Closed end credit is different because it doesn’t allow you to continue using the same credit over and over. With closed end credit, when you originally apply for a loan with the lender, the terms never change.
The loan amount, interest rate, and loan term are agreed upon and both you and the lender must adhere to these terms. Once the closed end credit is paid off and the loan balance is satisfied, the loan is closed and no more credit is available to you.
Before you are approved for closed end credit, you must apply through a lender, which is usually a bank or financial institution. In some cases, you may be eligible to apply for a personal loan to use however you wish. However, in some cases, you must have a specific purpose for the loan, such as buying a car or home.
Before approving you for a loan, the lender will check your credit score and history. This information helps the lender to better understand the type of risk they’re taking and the loan terms you may be eligible for. You may also be required to provide a down payment before you receive loan approval.

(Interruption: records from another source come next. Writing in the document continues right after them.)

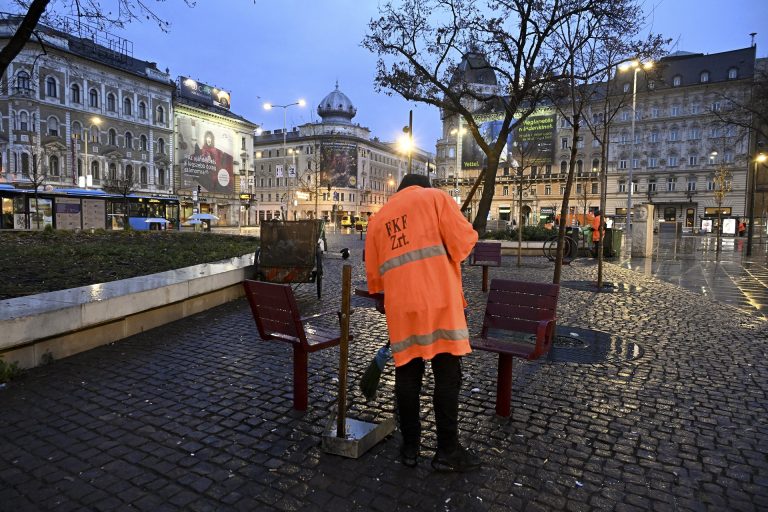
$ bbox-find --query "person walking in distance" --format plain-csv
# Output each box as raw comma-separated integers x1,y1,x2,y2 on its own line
365,174,480,471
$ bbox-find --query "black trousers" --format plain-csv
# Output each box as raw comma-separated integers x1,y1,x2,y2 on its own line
395,354,461,452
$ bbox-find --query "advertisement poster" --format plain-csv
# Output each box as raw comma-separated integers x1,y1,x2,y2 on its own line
461,108,556,169
320,142,357,188
177,116,235,194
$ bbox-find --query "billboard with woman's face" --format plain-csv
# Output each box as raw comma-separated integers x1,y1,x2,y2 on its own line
176,114,235,194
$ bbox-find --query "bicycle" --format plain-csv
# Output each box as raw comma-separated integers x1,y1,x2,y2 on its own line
543,230,584,265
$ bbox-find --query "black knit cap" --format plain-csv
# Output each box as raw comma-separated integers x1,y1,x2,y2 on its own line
397,174,432,192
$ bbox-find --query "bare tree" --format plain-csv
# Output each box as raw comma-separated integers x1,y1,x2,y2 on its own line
0,0,195,76
363,0,656,231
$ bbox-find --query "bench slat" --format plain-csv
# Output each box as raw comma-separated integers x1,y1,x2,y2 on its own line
491,279,560,300
485,303,554,321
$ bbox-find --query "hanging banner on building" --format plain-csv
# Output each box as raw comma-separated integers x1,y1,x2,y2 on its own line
179,76,230,110
461,108,556,169
320,142,357,188
176,114,235,194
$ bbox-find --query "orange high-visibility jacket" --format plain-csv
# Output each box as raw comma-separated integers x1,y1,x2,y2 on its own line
592,215,603,242
365,186,477,366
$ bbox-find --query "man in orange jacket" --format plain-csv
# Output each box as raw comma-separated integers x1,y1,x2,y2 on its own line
365,174,480,471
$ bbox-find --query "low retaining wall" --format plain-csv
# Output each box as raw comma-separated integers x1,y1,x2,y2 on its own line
0,254,254,368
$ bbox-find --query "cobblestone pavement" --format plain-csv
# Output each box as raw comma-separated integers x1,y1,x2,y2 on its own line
0,235,768,512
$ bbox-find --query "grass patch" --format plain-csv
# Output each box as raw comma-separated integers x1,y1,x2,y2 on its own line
0,230,259,299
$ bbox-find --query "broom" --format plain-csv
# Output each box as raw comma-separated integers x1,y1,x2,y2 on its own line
360,341,392,401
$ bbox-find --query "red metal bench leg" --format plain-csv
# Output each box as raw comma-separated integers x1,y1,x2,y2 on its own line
293,344,309,411
496,354,513,418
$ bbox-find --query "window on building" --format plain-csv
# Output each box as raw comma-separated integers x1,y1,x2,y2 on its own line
48,155,60,176
45,76,59,98
667,176,677,192
16,71,32,92
47,117,59,137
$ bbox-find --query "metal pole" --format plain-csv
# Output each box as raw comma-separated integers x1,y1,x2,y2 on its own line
408,110,413,174
627,66,640,242
747,159,758,256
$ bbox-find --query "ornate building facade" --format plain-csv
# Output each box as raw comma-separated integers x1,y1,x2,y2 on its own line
253,84,433,224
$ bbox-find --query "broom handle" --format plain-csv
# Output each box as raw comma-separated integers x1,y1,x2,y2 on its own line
336,265,352,438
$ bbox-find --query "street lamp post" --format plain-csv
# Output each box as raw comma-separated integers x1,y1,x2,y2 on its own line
264,99,307,217
619,60,653,243
747,153,768,256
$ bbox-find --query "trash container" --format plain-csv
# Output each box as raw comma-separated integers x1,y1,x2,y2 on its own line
603,228,624,258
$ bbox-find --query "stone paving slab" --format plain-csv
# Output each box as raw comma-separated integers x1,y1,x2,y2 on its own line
0,236,768,511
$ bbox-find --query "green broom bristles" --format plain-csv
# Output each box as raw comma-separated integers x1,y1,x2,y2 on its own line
360,344,392,400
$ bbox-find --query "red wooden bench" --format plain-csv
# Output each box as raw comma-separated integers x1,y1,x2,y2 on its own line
470,279,560,417
243,280,352,411
470,242,501,292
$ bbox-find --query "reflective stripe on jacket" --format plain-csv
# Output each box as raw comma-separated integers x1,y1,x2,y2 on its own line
365,186,477,366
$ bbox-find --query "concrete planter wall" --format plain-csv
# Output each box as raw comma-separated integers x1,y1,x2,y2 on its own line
0,254,254,368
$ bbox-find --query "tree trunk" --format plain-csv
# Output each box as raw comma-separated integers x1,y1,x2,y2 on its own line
472,154,499,234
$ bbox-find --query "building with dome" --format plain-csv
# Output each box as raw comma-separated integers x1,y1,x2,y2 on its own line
252,83,433,225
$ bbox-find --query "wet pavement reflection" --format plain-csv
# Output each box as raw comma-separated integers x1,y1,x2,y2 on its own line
620,236,768,316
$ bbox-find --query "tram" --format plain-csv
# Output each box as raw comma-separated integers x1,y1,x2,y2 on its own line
0,183,179,230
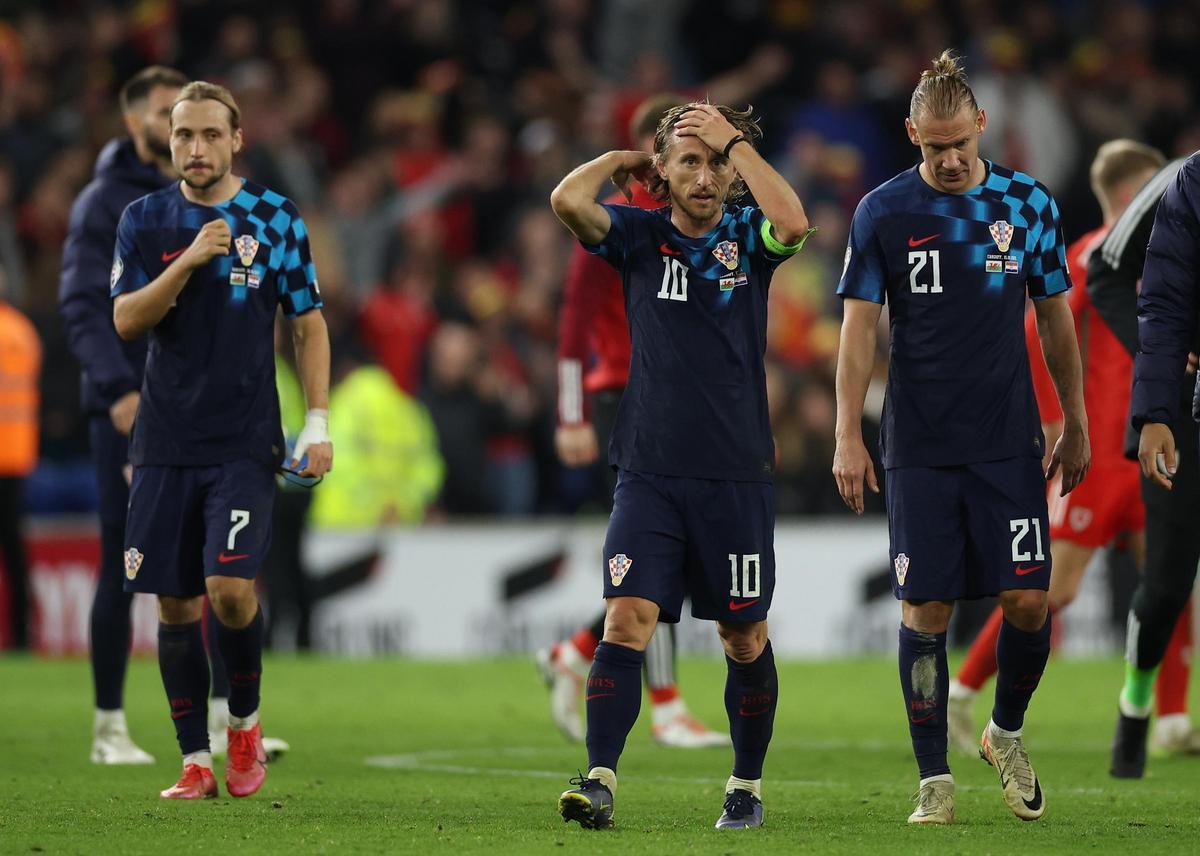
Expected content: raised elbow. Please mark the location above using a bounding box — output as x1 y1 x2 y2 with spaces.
770 211 809 246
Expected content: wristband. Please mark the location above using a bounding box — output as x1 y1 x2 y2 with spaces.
721 133 746 157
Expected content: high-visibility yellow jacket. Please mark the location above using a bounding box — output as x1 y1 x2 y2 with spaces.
0 300 42 477
310 366 445 528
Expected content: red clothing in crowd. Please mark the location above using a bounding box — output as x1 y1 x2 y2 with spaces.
558 182 662 425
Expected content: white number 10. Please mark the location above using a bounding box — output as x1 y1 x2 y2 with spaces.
908 250 942 294
730 552 762 598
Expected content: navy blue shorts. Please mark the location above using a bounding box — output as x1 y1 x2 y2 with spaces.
125 461 275 598
887 457 1050 600
604 469 775 622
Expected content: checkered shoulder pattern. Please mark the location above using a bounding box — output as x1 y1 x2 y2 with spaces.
983 163 1070 299
228 181 322 318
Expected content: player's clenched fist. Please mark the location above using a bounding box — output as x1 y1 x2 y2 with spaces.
182 219 233 268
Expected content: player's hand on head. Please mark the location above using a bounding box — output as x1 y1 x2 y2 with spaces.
180 217 233 268
1138 423 1178 490
554 423 600 467
833 437 880 514
1045 425 1092 496
612 151 655 204
676 104 738 151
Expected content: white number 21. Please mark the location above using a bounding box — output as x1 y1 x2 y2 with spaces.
908 250 942 294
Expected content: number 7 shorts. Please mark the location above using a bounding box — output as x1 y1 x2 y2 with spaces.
887 457 1050 600
604 469 775 622
125 460 275 598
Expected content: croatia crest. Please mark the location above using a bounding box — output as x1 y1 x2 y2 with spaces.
988 220 1013 252
233 235 258 268
125 547 145 580
713 241 738 270
608 552 634 586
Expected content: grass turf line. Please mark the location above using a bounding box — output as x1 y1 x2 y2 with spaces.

When you apply for open end credit, you also need approval from a credit card company or lender. Your eligibility and loan terms, including your credit limit and interest rate, are determined by your credit score and history.

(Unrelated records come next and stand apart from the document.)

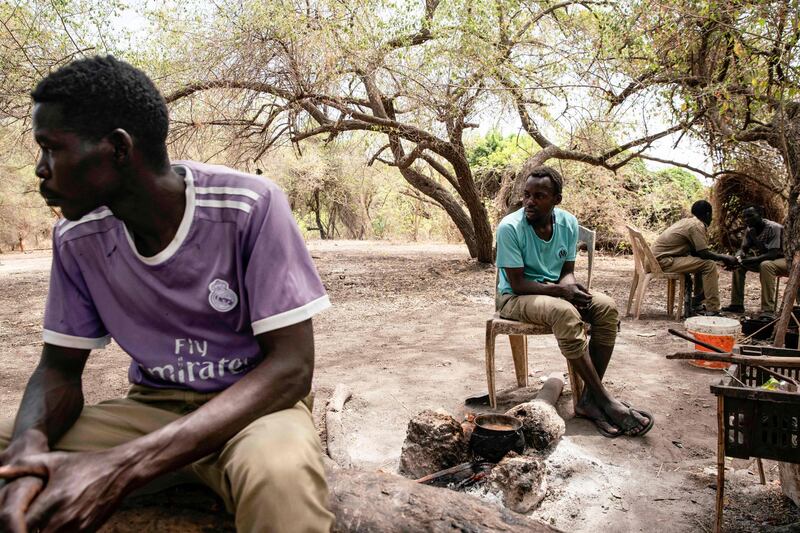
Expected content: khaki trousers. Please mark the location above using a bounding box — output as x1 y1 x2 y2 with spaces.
498 291 619 359
731 257 789 314
0 385 333 532
658 255 719 311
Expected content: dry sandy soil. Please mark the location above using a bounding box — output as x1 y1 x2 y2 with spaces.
0 241 800 532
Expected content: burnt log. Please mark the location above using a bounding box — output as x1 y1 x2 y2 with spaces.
327 468 558 533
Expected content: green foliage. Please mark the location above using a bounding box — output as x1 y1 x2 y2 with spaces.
467 130 538 171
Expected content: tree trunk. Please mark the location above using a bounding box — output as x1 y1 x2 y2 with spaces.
453 159 494 263
327 468 556 533
311 189 328 240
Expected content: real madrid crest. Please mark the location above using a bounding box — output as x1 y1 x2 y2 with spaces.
208 279 239 313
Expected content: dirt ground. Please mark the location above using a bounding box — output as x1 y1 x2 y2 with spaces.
0 241 800 532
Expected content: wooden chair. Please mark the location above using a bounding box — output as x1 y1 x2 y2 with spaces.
625 225 686 320
486 226 596 408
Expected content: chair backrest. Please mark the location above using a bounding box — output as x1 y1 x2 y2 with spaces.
625 224 663 275
494 226 597 311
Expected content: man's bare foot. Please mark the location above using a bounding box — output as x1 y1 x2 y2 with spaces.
602 400 652 437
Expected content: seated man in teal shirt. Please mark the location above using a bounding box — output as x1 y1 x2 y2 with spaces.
497 166 654 437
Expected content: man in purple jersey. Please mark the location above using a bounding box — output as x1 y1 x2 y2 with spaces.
0 56 332 532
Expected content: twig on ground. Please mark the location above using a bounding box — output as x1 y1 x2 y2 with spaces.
325 383 352 468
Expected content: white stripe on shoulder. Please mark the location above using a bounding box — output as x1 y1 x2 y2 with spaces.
251 294 331 335
42 329 111 350
58 209 114 237
195 200 252 213
194 187 261 200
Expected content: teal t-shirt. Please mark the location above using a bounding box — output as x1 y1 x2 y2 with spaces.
497 207 578 294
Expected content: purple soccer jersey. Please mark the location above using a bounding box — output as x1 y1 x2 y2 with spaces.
44 161 330 392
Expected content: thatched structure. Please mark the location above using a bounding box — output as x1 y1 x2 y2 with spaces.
711 145 788 252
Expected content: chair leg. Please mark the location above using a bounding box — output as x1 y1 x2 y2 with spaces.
667 278 675 318
567 360 583 412
714 396 725 533
625 270 639 316
508 335 528 387
486 320 497 409
634 273 653 320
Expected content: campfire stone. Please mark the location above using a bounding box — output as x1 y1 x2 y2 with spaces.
506 400 566 450
488 452 547 513
400 410 468 478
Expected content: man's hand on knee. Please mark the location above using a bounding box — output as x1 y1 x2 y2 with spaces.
0 431 49 533
0 477 44 533
0 451 133 533
561 283 592 309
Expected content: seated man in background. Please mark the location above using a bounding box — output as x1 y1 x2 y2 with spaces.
0 56 333 533
722 205 789 318
497 166 654 437
652 200 737 315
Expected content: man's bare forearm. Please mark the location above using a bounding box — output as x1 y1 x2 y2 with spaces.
12 345 88 451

You aren’t required to provide a down payment or give information on how you plan to use the credit. When you agree to the terms, you can continue using the credit up to the limit, as long as you continue making at least minimum monthly payments to the lender or credit card company.
With closed end credit, you make a payment that includes a certain amount of both principal and interest each month until you satisfy your loan balance. In most cases, your interest rate never fluctuates and you make the same payment each month. Since you’re always responsible for paying interest on your balance, closed end credit is associated with lower interest rates than open end credit.
While you also generally keep the same interest rate with open end credit, your balance may fluctuate from month to month depending on how you use it. When you carry a balance, you must pay interest on that balance. Since you have the ability to pay off your balance each month without owing interest, creditors usually set these interest rates higher than for closed end credit.
With closed end credit, you agree to a monthly payment that you’ll make until the end of the loan term. This payment includes interest and principal, which slowly decreases your loan balance until it’s satisfied.
Since the lender is relying on these monthly interest payments, your loan term may include prepayment penalties. If you pay off the credit early in a lump sum, you may need to pay this penalty fee as well. If you’re late making your payment, you may also be responsible for late fees.
With open end credit, the minimum payment you’re responsible for making each month may fluctuate since your balance also may fluctuate. You may choose to only make the minimum payment or to completely pay off your balance, depending on your monthly budget. You won’t be charged fees if you pay off your balance at once. However, if you make your monthly payment late, you may be charged late fees.
Closed End Credit Examples
There are a few common ways you may use closed end credit, such as:
Secured vs. Unsecured Closed End Credit
Secured credit is offered by a lender only when the borrower provides collateral for the loan. This makes the lender’s risk much lower so they’re more likely to offer favorable credit terms.
A lender offers unsecured credit when the borrower doesn’t have collateral to provide against the loan. To qualify for unsecured credit, a lender examines the borrower’s credit score and history to ensure they aren’t taking on too much risk.
Closed end credit may be offered as a secured or unsecured loan. If you’re applying for a home or car loan, you’re putting up the house or car as collateral, so it’s a secured loan. If you apply for a personal or business loan without collateral, you’re asking for unsecured closed end credit. If your credit score or history isn’t sufficient, you may be asked to provide collateral and agree to secured closed end credit instead.
How Closed End Credit Affects Your Credit Score
Just like other credit accounts, closed end credit can positively or negatively affect your credit score. If you make payments on time, your lender reports your behavior to the credit bureaus and your score improves.
When you make late payments, they’re also reported to the credit bureau. Late payments cannot be removed from your credit report unless they were erroneously reported. They negatively affect your credit score and only disappear when enough time has passed.
Once you’ve satisfied your loan balance, you’ll still see the account on your credit report for 10 years. Any negative information that was reported remains on your credit report for seven years until it disappears.
If you need money for a big purchase or simply want to build your credit score through borrowing, it’s important to understand the differences between closed and open end credit. Review the loan or credit terms before agreeing to them so you can use this opportunity to improve your credit instead of damaging it.